CALLER: Hi, Rush. Thank you for taking my call.

RUSH: You bet, sir.

CALLER: Well, I was kind of hoping to comment and hear your thoughts on what I’ve been hearing in the news a lot lately. The proverbial smartest person in the room is a confusing term to me. It seems to me that the smartest person in the room, or an incredibly smart person can be good or evil, and why does everybody automatically assume that the smartest person in the room is good and whatever they say or do is good and they just follow him or her blindly?

RUSH: That’s an excellent question.

CALLER: Thank you.

RUSH: Well, I think the root of that is that depending on who’s doing the categorization here, the fact of the matter is that the smartest people in the room usually aren’t the smartest people in the room. Mrs. Clinton is nowhere near the smartest woman in the world. And I don’t think Obama is particularly smart or competent. But the conventional wisdom is just the opposite, that those two are the smartest. You can throw Clinton in there, Bill Clinton, too. The liberals are smart, and you hayseeds are idiots, and that’s just the way it is.


RUSH: Let’s go to audio sound bites. Grab 25 and 26. This afternoon at the White House, President Obama got mad. He got mad at a reporter’s questions on Syria. He had joint press conference this afternoon with the president of the Republic of Korea. That’s South Korea, obviously. The woman’s name is Park Geun-hye. And during the Q&A, a reporter said, “Mr. President, does the United States have a core national security interest in stopping the slaughter in Syria, or merely a strong moral desire to see the violence end. And at what point does the cost of not intervening in a more direct way than you have done so far outweigh the cost of doing so?”

OBAMA: I think there would be severe costs in doing nothing. That’s not we’re not doin’ nothing. That’s why we are actively investing in the process. Uh, if what you’re asking is, uh, eh, uh, “Are there continuing reevaluations about what we do? What actions we take in conjunction with other international partners, uh, to optimize the day when — or to hasten the day when — we can see, uh, better situation in Syria?” we’ve been doing that all along and we’ll continue to do that.

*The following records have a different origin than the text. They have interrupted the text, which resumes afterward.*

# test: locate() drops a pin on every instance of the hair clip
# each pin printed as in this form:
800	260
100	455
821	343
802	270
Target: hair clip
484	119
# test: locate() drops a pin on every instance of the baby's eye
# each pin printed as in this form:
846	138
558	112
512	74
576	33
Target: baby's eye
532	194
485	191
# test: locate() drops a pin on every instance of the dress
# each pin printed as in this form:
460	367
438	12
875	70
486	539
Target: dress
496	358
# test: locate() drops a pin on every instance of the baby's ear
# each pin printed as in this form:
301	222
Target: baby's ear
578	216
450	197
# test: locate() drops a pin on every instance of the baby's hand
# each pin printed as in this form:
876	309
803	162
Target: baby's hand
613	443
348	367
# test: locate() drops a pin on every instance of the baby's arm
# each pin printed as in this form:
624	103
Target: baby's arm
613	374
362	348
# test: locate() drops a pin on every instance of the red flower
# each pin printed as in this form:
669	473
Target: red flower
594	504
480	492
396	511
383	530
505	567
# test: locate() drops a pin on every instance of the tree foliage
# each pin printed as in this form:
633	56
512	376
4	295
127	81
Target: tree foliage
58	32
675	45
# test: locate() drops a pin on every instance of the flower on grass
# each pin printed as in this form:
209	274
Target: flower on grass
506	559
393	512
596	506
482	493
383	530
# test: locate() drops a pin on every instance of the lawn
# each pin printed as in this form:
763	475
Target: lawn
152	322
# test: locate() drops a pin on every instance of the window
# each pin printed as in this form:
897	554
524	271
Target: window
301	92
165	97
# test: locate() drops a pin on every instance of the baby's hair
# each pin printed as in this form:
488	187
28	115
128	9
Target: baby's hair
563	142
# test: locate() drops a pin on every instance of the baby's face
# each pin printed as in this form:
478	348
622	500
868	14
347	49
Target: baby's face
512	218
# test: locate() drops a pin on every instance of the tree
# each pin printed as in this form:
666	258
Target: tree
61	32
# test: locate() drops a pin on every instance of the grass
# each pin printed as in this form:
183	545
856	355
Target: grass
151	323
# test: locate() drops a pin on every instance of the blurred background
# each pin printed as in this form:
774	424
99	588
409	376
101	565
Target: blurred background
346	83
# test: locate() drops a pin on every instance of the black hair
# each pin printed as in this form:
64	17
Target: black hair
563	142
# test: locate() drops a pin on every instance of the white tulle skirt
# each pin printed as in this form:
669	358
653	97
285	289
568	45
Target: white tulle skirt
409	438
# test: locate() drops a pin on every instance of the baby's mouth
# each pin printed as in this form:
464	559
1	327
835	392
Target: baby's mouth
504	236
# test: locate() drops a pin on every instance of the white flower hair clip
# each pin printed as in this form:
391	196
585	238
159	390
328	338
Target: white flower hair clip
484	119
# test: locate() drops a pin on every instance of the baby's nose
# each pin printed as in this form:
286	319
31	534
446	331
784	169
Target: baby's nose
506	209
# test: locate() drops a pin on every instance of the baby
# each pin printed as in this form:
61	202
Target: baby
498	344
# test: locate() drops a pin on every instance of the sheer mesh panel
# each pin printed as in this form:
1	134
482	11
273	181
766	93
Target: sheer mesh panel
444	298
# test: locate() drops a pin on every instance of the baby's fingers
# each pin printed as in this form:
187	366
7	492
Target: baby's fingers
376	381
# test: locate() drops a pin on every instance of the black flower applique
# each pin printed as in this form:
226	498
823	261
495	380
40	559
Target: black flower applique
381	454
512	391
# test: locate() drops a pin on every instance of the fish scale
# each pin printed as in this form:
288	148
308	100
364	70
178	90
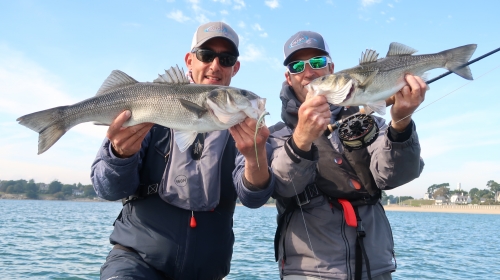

RUSH: Right. Okay. Fine and dandy, as far as it goes, but then the president obviously thought that answer was a little mealy-mouthed, so he continued…

OBAMA: You suggested even in your question a perceived crossing of a red line. The operative word there I guess, Steven, is “perceived.” And what I’ve said is that we have evidence that there has been, uhh, the use of chemical weapons inside of Syria. But I don’t make decisions based on “perceived,” and I can’t organize international coalitions around “perceived.” We’ve tried that in the past, by the way, and it didn’t work out well. But, in the end, uhh, whether it’s bin Laden or Khadafy, uhh, if we say we’re taking a position, uhh, I would think at this point the international community has a pretty good sense that we typically follow through, uhh, on our commitments.

RUSH: Man, what a smart guy. I understood everything he was trying to say, didn’t you? Man, and that’s rare, folks, that I have been in the presence of such smartness and such brilliance. I mean, he really, really, really handed it to Bush there! Did you hear that? “I can’t organize international coalitions around ‘perceived.’ We’ve tried that in the past, by the way, and it didn’t work out very well.” This poor reporter, he just wanted to know, “At what point are we gonna go in there and save people in Syria?” and Obama said, “Screw you! Bush messed up; I’m not going to. Next question.”